Tag Archives: data

Put an End to Reporting on Election Polls

We now know that the US election polls were wrong. Just like they were in Brexit. Over the last few months, I’ve told numerous reporters and people in the media industry that they should be wary of the polling data they’re seeing, but I was generally ignored and dismissed. I wasn’t alone — two computer scientists whom I deeply respect — Jenn Wortman Vaughan and Hanna Wallach — were trying to get an op-ed on prediction and uncertainty into major newspapers, but were repeatedly told that the outcome was obvious. It was not. And election polls will be increasingly problematic if we continue to approach them the way we currently do.
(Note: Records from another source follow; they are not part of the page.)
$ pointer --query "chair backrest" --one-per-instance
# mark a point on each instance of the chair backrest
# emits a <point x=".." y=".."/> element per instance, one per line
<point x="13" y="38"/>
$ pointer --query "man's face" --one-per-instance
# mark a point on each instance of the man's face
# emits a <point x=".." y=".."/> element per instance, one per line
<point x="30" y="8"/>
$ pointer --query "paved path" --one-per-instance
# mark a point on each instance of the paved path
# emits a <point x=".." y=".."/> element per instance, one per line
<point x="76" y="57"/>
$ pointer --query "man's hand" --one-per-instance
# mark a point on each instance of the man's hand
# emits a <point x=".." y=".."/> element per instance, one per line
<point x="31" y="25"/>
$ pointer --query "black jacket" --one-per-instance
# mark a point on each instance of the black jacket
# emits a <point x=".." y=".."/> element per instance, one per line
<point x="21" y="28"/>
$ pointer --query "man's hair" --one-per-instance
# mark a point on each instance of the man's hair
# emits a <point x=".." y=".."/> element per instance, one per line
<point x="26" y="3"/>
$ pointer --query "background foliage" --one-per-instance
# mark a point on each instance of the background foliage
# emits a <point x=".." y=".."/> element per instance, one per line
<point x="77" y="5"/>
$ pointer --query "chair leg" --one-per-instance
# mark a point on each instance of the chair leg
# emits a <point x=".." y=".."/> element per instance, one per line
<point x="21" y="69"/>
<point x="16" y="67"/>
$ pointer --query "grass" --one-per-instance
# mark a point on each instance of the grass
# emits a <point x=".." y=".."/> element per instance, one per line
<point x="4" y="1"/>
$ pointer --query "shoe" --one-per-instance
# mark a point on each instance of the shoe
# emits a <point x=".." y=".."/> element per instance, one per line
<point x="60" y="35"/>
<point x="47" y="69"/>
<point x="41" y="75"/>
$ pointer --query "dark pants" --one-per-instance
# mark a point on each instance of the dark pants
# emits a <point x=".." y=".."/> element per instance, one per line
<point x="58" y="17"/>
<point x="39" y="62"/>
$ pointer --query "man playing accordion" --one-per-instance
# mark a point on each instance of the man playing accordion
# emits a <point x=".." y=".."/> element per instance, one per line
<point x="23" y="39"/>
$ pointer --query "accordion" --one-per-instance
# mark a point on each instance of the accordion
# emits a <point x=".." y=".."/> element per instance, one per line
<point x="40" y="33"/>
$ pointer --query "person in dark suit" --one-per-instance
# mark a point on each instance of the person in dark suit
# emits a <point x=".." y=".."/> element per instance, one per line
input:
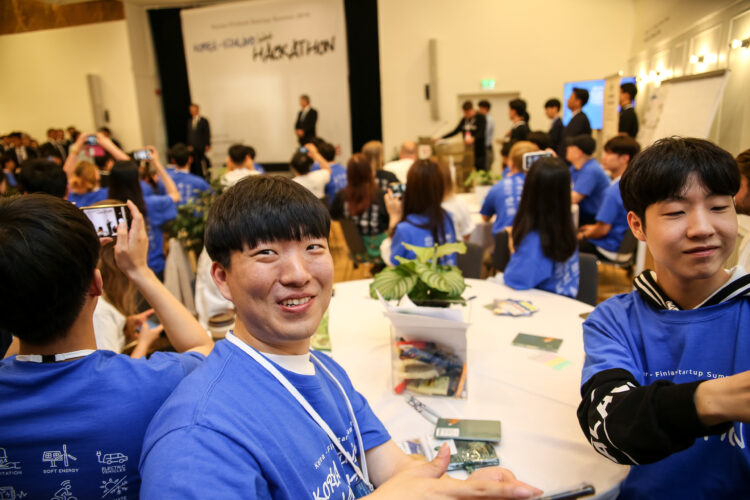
<point x="579" y="124"/>
<point x="628" y="119"/>
<point x="473" y="127"/>
<point x="552" y="110"/>
<point x="307" y="118"/>
<point x="199" y="141"/>
<point x="18" y="151"/>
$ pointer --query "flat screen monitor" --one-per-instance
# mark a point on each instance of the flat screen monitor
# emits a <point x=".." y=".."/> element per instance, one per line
<point x="594" y="109"/>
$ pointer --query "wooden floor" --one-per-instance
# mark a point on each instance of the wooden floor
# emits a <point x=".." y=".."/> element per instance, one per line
<point x="612" y="279"/>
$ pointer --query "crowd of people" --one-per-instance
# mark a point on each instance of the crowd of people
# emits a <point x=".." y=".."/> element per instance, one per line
<point x="665" y="380"/>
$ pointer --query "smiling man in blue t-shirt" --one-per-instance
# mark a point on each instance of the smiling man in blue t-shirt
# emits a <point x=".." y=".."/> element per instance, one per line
<point x="588" y="180"/>
<point x="264" y="417"/>
<point x="605" y="236"/>
<point x="666" y="380"/>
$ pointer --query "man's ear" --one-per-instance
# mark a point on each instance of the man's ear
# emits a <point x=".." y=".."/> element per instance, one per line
<point x="219" y="275"/>
<point x="637" y="226"/>
<point x="97" y="284"/>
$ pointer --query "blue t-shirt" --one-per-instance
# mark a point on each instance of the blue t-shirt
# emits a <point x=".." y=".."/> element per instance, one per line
<point x="148" y="189"/>
<point x="502" y="200"/>
<point x="78" y="426"/>
<point x="338" y="180"/>
<point x="613" y="212"/>
<point x="189" y="185"/>
<point x="161" y="209"/>
<point x="231" y="430"/>
<point x="627" y="333"/>
<point x="408" y="231"/>
<point x="528" y="268"/>
<point x="591" y="181"/>
<point x="88" y="199"/>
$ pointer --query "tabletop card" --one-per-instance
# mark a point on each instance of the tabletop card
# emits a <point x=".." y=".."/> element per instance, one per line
<point x="550" y="344"/>
<point x="512" y="307"/>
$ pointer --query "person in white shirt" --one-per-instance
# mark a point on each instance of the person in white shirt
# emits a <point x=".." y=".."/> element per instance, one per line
<point x="742" y="203"/>
<point x="314" y="180"/>
<point x="406" y="157"/>
<point x="462" y="222"/>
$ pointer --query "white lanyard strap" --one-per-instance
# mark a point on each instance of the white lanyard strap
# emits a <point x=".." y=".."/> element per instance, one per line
<point x="53" y="358"/>
<point x="309" y="409"/>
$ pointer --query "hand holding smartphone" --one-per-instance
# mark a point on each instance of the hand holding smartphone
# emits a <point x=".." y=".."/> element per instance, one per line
<point x="105" y="218"/>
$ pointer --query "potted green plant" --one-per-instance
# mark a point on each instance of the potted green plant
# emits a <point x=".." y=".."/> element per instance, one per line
<point x="482" y="180"/>
<point x="422" y="279"/>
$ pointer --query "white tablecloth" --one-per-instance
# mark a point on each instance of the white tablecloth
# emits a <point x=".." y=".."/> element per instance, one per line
<point x="536" y="403"/>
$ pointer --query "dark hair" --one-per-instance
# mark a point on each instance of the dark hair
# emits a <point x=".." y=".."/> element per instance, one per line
<point x="541" y="139"/>
<point x="48" y="253"/>
<point x="124" y="184"/>
<point x="505" y="149"/>
<point x="327" y="151"/>
<point x="519" y="106"/>
<point x="360" y="184"/>
<point x="263" y="208"/>
<point x="623" y="145"/>
<point x="582" y="95"/>
<point x="630" y="89"/>
<point x="661" y="172"/>
<point x="423" y="196"/>
<point x="553" y="103"/>
<point x="743" y="162"/>
<point x="301" y="163"/>
<point x="42" y="176"/>
<point x="237" y="153"/>
<point x="545" y="208"/>
<point x="180" y="154"/>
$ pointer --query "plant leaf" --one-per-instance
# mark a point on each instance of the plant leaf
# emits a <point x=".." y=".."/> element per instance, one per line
<point x="393" y="282"/>
<point x="442" y="278"/>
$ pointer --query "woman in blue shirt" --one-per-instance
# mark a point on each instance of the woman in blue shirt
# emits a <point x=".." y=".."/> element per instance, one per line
<point x="157" y="209"/>
<point x="545" y="255"/>
<point x="422" y="221"/>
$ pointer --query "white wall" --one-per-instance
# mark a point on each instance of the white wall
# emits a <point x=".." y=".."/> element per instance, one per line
<point x="675" y="29"/>
<point x="532" y="47"/>
<point x="45" y="80"/>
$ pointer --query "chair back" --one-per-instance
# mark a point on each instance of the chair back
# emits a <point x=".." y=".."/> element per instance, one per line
<point x="589" y="278"/>
<point x="470" y="263"/>
<point x="353" y="239"/>
<point x="501" y="255"/>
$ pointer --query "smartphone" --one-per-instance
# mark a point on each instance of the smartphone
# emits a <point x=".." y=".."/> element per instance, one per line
<point x="141" y="154"/>
<point x="578" y="491"/>
<point x="550" y="344"/>
<point x="530" y="158"/>
<point x="398" y="189"/>
<point x="106" y="217"/>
It’s now time for the media to put a moratorium on reporting on election polls and fancy visualizations of statistical data. And for data scientists and pollsters to stop feeding the media hype cycle with statistics that they know have flaws or will be misinterpreted as fact.

Why Political Polling Will Never Be Right Again

Polling and survey research has a beautiful history, one that most people who obsess over the numbers don’t know. In The Averaged American, Sarah Igo documents three survey projects that unfolded in the mid-20th century that set the stage for contemporary polling: the Middletown studies, Gallup, and Kinsey. As a researcher, it’s mindblowing to see just how naive folks were about statistics and data collection in the early development of this field, how much the field has learned and developed. But there’s another striking message in this book: Americans were willing to contribute to these kinds of studies at unparalleled levels compared to their peers worldwide because they saw themselves as contributing to the making of public life. They were willing to reveal their thoughts, beliefs, and ideas because they saw doing so as productive for them individually and collectively.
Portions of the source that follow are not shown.